The National Trust has done a huge amount of work to improve Stowe Gardens, the access and facilities, with the help of a grant of £1.5 million from the National Lottery. There is a monument to Captain Cook on a small island in one of the lakes.1
The soft limestone pedestal does not appear to have weathered well but the words JACOBO COOK MDCCLXXVIII can be still easily deciphered. This monument must be one of the first in Cook’s honour, as Earl Temple, who had it set up, died in 1779. There is less writing on the globe clearly visible than when it was restored.

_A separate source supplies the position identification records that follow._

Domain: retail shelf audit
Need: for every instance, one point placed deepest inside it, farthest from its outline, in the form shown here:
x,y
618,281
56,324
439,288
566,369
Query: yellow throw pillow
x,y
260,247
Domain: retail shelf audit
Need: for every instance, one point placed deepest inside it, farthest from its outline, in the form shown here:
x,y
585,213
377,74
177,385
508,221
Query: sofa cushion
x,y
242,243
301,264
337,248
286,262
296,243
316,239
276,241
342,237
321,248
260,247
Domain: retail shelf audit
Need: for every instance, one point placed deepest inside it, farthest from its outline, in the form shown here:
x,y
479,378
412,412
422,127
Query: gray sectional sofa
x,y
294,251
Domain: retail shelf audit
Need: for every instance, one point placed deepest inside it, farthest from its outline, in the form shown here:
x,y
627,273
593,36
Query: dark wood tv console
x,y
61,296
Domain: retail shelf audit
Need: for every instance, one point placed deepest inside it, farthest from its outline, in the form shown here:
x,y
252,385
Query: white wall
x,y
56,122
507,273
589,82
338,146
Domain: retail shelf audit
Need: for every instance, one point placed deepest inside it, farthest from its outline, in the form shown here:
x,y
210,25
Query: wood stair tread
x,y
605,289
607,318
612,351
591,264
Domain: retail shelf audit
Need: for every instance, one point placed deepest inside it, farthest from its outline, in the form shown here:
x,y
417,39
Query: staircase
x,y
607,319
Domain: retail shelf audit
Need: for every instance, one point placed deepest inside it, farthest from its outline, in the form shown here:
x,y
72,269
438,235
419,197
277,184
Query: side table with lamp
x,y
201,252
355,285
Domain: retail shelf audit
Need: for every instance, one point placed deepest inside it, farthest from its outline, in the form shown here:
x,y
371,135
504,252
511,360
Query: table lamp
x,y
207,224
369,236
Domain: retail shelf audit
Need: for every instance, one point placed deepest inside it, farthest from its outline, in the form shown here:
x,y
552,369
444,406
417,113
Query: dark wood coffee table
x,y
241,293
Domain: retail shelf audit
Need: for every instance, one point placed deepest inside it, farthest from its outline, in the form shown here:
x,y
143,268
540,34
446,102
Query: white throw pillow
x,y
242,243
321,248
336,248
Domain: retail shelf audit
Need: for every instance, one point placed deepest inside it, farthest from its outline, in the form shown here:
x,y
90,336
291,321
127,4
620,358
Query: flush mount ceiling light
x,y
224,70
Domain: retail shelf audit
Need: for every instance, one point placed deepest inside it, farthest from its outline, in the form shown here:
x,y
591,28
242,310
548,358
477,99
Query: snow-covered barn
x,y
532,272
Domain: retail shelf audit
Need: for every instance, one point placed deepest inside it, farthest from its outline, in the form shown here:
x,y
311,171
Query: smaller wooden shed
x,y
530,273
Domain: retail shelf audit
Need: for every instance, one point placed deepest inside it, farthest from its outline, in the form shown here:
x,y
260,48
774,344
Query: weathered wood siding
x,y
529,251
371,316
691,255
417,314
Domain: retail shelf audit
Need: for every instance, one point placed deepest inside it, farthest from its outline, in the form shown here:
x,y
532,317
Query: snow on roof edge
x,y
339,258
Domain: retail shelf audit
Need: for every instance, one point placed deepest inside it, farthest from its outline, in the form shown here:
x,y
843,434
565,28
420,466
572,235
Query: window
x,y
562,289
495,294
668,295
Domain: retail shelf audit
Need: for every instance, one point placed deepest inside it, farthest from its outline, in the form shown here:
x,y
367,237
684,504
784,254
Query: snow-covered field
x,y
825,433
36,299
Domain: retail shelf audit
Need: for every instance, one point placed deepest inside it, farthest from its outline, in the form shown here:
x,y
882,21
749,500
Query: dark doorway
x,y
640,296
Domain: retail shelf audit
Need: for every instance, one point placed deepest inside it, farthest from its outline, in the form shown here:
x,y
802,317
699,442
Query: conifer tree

It is part of a quotation of the Roman poet, Horace, from the story of Anchites, a sailor who, like Cook, was killed at sea. Because his body was never found, he was denied a proper burial, being forced to wait 100 years before he could enter Elysium.
I visited on an overcast day (5 March 2012). When the trees are in leaf and the sun is shining the gardens must be magnificent. The Temple family, who created the gardens over 300 years, expressed their ideas and politics in the gardens. They admired ancient Greek and Saxon freedoms, supported Protestantism, civil and political liberty and hated Roman, and what they considered modern-day, tyranny.
Give yourself plenty of time for a visit. There is much to see; monuments, temples, follies, bridges, and extensive grounds. You can take the Paths of Vice, Virtue or Liberty. Appropriately, Cook’s monument is on the Path of Virtue.
Robin Stenhouse
Reference
- Cook’s Log, page 9, vol. 28, no. 4 (2005).